A filamentation instability for streaming cosmic-rays
B. Reville, A. R. Bell

TL;DR
This paper demonstrates that cosmic rays create filamentary magnetic structures upstream of supernova remnant shocks, leading to a large-scale instability that enhances magnetic field amplification and cosmic ray acceleration.
Contribution
It introduces a novel filamentation instability driven by cosmic rays, linking small-scale magnetic amplification to larger scales through self-generated structures.
Findings
Cosmic rays form filamentary structures due to self-generated magnetic fields.
The filamentation leads to a long wavelength instability.

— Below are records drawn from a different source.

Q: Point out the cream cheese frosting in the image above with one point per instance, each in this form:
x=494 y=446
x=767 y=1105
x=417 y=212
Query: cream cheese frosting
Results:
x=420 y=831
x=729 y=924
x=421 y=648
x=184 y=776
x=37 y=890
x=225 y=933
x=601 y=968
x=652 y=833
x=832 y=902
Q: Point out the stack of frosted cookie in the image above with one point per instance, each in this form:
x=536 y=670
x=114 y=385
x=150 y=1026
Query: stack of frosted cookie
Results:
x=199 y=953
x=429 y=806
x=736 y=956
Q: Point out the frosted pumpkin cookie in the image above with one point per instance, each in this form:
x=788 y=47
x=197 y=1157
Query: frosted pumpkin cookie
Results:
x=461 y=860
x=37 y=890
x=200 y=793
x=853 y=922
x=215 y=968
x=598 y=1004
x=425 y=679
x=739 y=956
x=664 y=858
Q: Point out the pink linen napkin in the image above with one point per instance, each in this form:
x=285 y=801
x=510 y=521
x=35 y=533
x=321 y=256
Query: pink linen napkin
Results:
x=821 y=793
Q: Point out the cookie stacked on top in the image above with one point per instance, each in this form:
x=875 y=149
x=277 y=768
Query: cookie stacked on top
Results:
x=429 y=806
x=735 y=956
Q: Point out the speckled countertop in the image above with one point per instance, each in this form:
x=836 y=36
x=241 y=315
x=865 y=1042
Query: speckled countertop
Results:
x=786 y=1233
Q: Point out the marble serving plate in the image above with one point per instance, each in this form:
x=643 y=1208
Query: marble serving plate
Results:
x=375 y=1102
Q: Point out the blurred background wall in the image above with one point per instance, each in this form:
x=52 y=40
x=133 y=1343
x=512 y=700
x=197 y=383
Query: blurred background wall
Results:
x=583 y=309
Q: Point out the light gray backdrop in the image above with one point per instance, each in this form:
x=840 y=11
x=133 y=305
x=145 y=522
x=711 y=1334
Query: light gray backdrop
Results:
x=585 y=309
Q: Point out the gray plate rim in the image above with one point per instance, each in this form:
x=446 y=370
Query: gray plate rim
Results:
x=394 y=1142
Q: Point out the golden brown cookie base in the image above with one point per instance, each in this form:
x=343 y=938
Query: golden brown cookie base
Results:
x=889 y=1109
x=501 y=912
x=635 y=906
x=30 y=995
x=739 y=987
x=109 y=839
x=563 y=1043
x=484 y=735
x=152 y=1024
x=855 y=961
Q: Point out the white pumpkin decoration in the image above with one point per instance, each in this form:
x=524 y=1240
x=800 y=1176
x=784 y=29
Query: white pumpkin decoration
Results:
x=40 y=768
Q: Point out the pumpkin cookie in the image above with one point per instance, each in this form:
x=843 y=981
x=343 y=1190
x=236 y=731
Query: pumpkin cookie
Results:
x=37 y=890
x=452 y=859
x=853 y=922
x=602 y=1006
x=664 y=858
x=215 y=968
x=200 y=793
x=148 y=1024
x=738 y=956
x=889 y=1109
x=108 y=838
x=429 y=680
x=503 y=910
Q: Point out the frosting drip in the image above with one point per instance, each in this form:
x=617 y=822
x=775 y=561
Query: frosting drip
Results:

Large-scale magnetic fields facilitate cosmic ray scattering and escape.
Abstract
We demonstrate that cosmic rays form filamentary structures in the precursors of supernova remnant shocks due to their self-generated magnetic fields. The cosmic-ray filamentation results in the growth of a long wavelength instability, and naturally couples the rapid non-linear amplification on small scales to larger length scales. Hybrid magnetohydrodynamics--particle simulations are performed to confirm the effect. The resulting large scale magnetic field may facilitate the scattering of high energy cosmic rays as required to accelerate protons beyond the knee in the cosmic-ray spectrum at supernova remnant shocks. Filamentation far upstream of the shock may also assist in the escape of cosmic rays from the accelerator.